Le jour même de son arrivée, Mgr de Laval tint sur les fonts baptismaux un petit Huron et se rendit dans la cabane d’un moribond pour lui administrer les derniers sacrements. À peine débarqué à Québec, Mgr de Laval constata les effets désastreux du trafic de l’eau-de-vie ; il excommunia ceux qui continuèrent ce commerce illicite en dépit de ses exhortations et de ses remontrances.

Il y a dans ce pays des Français si misérables et sans crainte de Dieu, qu’ils perdent tous nos nouveaux chrétiens, leur donnant des boissons très violentes, comme de vin et d’eau-de-vie… ces boissons perdent tous ces pauvres gens les hommes, les femmes, les garçons et les filles mêmes… ils sont pris tout aussitôt et deviennent comme furieux. Ils courent avec des épées et d’autres armes, et font fuir tout le monde, soit de jour, soit de nuit… il s’ensuit de là des meurtres, des brutalités monstrueuses et inouïes… Mgr, notre prélat, a fait tout ce qui se peut imaginer pour en arrêter le cours, comme une chose qui ne tend à rien de moins qu’à la destruction de la foi et de la religion dans ces contrées. Il a employé toute sa douceur ordinaire pour détourner les Français de ce commerce si contraire à la gloire de Dieu et au salut des sauvages. Ils ont méprisé ses remontrances, parce qu’ils sont maintenus par une puissance séculière qui a la main forte… mais enfin le zèle de la gloire de Dieu a emporté notre prélat et l’a obligé d’excommunier ceux qui exerçait ce trafic. Ce coup de foudre ne les a pas plus étonnés que le reste ; ils n’en ont tenu compte disant que l’Église n’a pas de pouvoir sur les affaires de cette nature Il a pensé mourir de douleur à ce sujet, et on le voit sécher sur pied.

Lettre de sainte Marie de l’Incarnation à son fils Bénédictin.

Dévoré d’un zèle apostolique, le vaillant évêque parcourt sans relâches son immense vicariat. En été, monté dans un léger canot, il rame lui-même pour hâter la marche du frêle esquif ; l’hiver, sa chapelle sur le dos, il s’aventure, en raquettes, sur la plaine glacée. En 1660, il confirme au Château-Richer, à Québec, aux Trois-Rivières et à Montréal. Dans cette dernière ville, parmi les confirmants, on voit le nom de Paul de Chomedey, l’illustre fondateur de Ville-Marie.
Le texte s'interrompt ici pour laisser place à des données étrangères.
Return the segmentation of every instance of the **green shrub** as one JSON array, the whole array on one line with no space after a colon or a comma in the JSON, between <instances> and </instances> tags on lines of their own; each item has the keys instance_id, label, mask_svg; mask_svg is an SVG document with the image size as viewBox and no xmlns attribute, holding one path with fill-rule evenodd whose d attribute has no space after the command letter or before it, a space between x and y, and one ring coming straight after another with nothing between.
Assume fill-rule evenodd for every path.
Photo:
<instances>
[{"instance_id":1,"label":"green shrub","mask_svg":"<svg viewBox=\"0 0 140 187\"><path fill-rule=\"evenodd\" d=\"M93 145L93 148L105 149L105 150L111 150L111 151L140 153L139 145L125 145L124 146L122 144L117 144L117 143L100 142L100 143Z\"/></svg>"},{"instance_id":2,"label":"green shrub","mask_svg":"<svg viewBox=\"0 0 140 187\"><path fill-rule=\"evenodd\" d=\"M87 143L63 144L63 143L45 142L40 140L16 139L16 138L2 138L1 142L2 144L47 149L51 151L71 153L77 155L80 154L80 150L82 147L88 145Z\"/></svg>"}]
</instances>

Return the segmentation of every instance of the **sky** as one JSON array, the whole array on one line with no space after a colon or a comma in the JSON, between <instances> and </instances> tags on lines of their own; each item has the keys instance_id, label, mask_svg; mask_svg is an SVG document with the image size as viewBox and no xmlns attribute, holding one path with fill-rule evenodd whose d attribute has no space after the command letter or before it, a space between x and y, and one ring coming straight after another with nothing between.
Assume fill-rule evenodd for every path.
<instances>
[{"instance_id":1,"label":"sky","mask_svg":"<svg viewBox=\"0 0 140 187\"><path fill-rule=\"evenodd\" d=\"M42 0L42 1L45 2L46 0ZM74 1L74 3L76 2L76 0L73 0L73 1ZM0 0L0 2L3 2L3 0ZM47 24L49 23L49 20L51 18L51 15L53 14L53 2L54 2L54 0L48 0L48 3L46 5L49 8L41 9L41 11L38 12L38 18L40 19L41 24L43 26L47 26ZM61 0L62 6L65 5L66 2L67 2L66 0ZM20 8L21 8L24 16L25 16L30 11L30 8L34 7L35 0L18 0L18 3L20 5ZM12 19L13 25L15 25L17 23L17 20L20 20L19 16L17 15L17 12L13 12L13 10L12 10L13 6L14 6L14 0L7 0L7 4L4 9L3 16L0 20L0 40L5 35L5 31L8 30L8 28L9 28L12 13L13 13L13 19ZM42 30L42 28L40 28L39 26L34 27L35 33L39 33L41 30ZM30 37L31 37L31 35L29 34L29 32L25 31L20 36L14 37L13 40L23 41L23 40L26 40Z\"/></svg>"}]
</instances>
Le 24 juin 1668, l’évêque est reçu à Tadoussac par 400 sauvages au bruit d’une fusillade nourrie et au milieu d’enthousiastes acclamations ; cinq jours après il administrait le sacrement de confirmation à 149 personnes. En 1701, il entreprend encore un long voyage et va administrer le sacrement de confirmation à Montréal et dans les paroisses des environs. Le saint prélat s’éteignit le 6 mars 1708, âgé de quatre-ving-six ans ; il était évêque depuis cinquante ans et avait gouverné l’Église de la Nouvelle-France pendant trente-cinq ans.